Namun kondisinya berubah saat paman dari Abdul Uzza datang untuk merawatnya. Pamannya adalah orang kaya yang belum juga mempunyai anak atau yang dapat mewarisi hartanya. Maka ia begitu senang dengan keponakannya ini, Abdul Uzza diperlakukan seolah dia adalah anaknya sendiri.
Bertahun-tahun kemudian, saat Abdul Uzza beranjak dewasa, ia tiba-tiba mendengar tentang seseorang yang mengaku Nabi sedang disambut oleh penduduk Yatsrib dengan suka cita. Informasi itu sangat membuatnya tertarik sehingga banyak mencari informasi tentangnya dari banyak tempat. Seringkali, ia hanya berdiam diri sepanjang hari di tengah jalan yang menuju Madinah agar dapat bertanya kepada orang yang menuju atau dari Madinah tentang agama baru dan para pengikutnya.
Setelah lama mencari informasi tentang Islam dan Nabi, Allah SWT membuka pintu hidayah-Nya kepada Abdul Uzza sehingga ia berikrar syahadat. Ini terjadi tanpa Abdul Uzza melihat Rasulullah SAW secara langsung dan mendengar sabdanya. Maka ia menjadi orang pertama dari gunung warqan yang masuk Islam.
Meski sudah masuk Islam, pemuda ini menyembunyikan keislamannya dari kaumnya secara umum dan secara khusus dani pamannya. Ia sering pergi ke sebuah sudut lereng yang jauh untuk beribadah kepada Allah agar tidak dilihat kaumnya.

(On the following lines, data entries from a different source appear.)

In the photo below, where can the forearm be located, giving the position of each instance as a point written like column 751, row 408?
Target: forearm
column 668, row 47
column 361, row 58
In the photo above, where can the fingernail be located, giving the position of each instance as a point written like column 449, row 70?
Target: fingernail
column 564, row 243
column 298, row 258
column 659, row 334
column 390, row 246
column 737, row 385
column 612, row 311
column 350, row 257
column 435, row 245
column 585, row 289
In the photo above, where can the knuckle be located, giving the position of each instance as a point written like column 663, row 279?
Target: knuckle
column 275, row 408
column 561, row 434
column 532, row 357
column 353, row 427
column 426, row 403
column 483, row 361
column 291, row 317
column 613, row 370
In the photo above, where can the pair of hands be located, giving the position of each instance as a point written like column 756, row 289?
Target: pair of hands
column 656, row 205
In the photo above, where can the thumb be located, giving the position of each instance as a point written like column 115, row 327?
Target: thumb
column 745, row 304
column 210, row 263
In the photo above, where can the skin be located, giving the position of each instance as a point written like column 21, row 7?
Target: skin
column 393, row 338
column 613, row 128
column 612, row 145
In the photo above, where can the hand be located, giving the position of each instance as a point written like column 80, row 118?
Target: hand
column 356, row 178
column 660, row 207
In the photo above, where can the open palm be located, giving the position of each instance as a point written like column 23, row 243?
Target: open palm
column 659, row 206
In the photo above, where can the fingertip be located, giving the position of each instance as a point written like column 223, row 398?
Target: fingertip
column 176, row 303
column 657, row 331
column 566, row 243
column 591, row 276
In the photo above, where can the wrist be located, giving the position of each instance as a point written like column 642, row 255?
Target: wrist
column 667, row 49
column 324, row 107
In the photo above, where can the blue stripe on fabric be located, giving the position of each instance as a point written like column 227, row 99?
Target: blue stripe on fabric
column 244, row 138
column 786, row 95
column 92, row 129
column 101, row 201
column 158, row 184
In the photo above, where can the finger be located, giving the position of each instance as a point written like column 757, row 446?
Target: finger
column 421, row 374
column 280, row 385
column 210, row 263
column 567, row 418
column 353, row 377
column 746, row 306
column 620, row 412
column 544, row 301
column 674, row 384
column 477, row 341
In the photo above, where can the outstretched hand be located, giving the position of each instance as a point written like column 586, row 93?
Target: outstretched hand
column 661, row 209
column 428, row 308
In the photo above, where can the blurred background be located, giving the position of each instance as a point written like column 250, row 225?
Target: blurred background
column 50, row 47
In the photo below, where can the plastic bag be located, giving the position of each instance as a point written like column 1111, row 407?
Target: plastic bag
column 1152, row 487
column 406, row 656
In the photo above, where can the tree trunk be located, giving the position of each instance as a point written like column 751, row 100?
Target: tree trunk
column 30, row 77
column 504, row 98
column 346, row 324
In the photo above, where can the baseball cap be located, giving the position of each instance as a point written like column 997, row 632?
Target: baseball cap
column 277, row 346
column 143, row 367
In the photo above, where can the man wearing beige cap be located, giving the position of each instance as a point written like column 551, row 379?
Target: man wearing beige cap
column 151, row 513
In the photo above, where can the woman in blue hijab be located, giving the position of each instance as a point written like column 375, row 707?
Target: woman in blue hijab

Lama menyembunyikan keimanannya, maka ketika pemuda ini mendapati bahwa ia menanti cukup lama, ia mengambil keputusan tanpa berpikir apa yang bakal terjadi pada dirinya dan menghadap pamannya.
“Paman, aku sudah lama sekali menunggumu agar engkau masuk Islam hingga habis kesabaranku. Jika engkau berkenan masuk ke dalam Islam dan sehingga Allah menetapkan kebahagian bagimu maka itu amat baik jika engkau lakukan. Jika engkau tidak berkenan, maka zinkanlah aku untuk mengumumkan keislamanku di depan manusia,"ujarnya.
Begitu ucapan pemuda didengar di telinga pamannya, maka sang paman emosi dan berkata: “Aku bersumpah demi Lata dan Uzza, jika engkau masuk Islam maka aku akan mengambil semua yang ada di tanganmu yang pernah aku berikan. Dan aku akan membiarkanmu hidup miskin. Dan aku tidak akan perduli bila kau membutuhkan atau kelaparan,"tutur pamannya.
Namun ancaman ini tidak membuat pemuda yang beriman ini menjadi gentar. Dan ia tidak ragu dengan tekad yang sudah ditanamkan. Tapi pamannya masih mencoba berbagai cara dan meminta bantuan kaumnya untuk merayu Abdul Uzza yang ternyata tidak juga berhasil.
Maka serta merta pamannya mengambil kembali apa yang telah diberikan kepadanya. Dan ia tidak menyisakan apa-apa untuk pemuda ini selain pakaian yang menutupi auratnya saja.
Berangkatlah Abdul Uzza untuk bertemu langsung dengan Nabi dan kaum Muslimin. Begitu ia hampir tiba di Yatsrib, maka ia merobek bajunya sehingga menjadi dua bagian. Bagian pertama ia jadikan sebagai sarung dan satunya lagi ia jadikan pakaian. Kondisi yang membuat dirinya dijuluki Dzul Bijadain.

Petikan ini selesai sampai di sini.